Mistral_7B
Published: January 31, 2024
Paper Title: Mistral 7B
Link to Paper: https://arxiv.org/abs/2310.06825
Date: 10. Oct 2023
Paper Type: NLP, finetuning, LLM-training
Short Abstract:
Introduction of the “Mistral 7B” LLM model.
1. Introduction
Mistral 7B deliver high performance while maintaining an efficient inference, it outperforms the previous best 13B Models on all tested benchmarks.
It does this by using grouped-query attention (GQA) and sliding window attention (SWA), GQA accelerates inference speed and SWA allows the Model to work with longer sequences.

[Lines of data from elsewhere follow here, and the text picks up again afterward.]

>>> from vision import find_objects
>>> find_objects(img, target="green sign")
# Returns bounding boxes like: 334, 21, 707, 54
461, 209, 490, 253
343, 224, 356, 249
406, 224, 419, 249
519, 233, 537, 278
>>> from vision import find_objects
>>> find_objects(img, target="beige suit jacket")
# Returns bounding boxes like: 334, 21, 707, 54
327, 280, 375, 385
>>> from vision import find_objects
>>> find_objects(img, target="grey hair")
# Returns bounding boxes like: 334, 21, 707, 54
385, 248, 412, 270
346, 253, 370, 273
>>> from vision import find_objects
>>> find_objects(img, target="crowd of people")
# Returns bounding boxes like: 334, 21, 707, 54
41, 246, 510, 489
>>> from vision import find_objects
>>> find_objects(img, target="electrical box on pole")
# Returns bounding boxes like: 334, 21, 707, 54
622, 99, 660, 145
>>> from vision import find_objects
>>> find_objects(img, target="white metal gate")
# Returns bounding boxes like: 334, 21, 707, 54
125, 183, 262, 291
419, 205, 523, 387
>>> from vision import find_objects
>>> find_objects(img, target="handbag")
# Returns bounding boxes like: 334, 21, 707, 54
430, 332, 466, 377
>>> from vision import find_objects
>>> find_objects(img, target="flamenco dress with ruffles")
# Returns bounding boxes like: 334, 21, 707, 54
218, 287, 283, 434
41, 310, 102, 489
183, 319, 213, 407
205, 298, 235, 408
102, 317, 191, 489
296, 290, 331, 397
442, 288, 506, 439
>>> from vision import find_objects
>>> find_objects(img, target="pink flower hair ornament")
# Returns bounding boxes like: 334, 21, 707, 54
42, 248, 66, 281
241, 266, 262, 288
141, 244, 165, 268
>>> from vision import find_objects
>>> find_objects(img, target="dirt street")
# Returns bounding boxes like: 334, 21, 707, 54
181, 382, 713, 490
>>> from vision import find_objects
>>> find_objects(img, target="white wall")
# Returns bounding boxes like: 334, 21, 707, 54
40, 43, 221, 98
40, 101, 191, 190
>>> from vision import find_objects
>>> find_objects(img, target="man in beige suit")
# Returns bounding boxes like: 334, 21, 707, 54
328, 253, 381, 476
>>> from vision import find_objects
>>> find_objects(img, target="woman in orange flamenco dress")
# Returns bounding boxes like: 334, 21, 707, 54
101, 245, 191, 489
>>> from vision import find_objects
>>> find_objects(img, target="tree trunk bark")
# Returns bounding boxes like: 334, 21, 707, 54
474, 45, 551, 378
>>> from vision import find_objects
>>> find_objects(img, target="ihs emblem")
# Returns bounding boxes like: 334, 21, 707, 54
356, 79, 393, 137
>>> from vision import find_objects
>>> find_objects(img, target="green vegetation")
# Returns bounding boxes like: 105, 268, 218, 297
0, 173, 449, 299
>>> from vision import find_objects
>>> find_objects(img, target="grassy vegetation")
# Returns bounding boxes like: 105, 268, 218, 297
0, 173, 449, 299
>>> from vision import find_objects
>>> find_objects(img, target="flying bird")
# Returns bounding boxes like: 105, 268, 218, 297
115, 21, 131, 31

Mistral 7B is released under the Apache 2.0 license and can be freely downloaded.
2. Architecture
In vanilla attention, every token can pay attention to every other token this means we have runtime for attention operation of $O(N^2)$. In Sliding window Attention, a given token can only pay attention to the last $k$ tokens. But because we have stacked multiple attention layers on top of each other in the model, we can implicitly attend all tokens.
In the figure the y-axis is the input of model, with the beginning of the sentence at the top and the end at the bottom, the x-axis is used to indicate to which tokens the model attends to. Orange shows where attendance is not possible, and yellow where attendance is possible. For Instance we can see that the token “on” can attend to the tokens “The”, “cat”, “sat”, “on” in the vanilla model, but in the SWA model it can’t attend the “The” token. The last image shows how in the SWA model we can still attend all tokens through the use of multiple layers.
3. Results
In most benchmarks the Mistral 7B model outperformed the LLaMA 2 13B models. But it has to be said that at that time of the release of this paper, there were already multiple fine tuned models out there, that were a lot better than the LLaMA 2 13B models.
They also trained a fine-tuned Mistral 7B model and compared it to other models with the help of the llmboxing
website.
4. Conclusion
This paper researched the usage of sliding window attention in LLM and found that it can allow for big performance gains in smaller LLM models, it would be interesting to see this technique further explored in new models.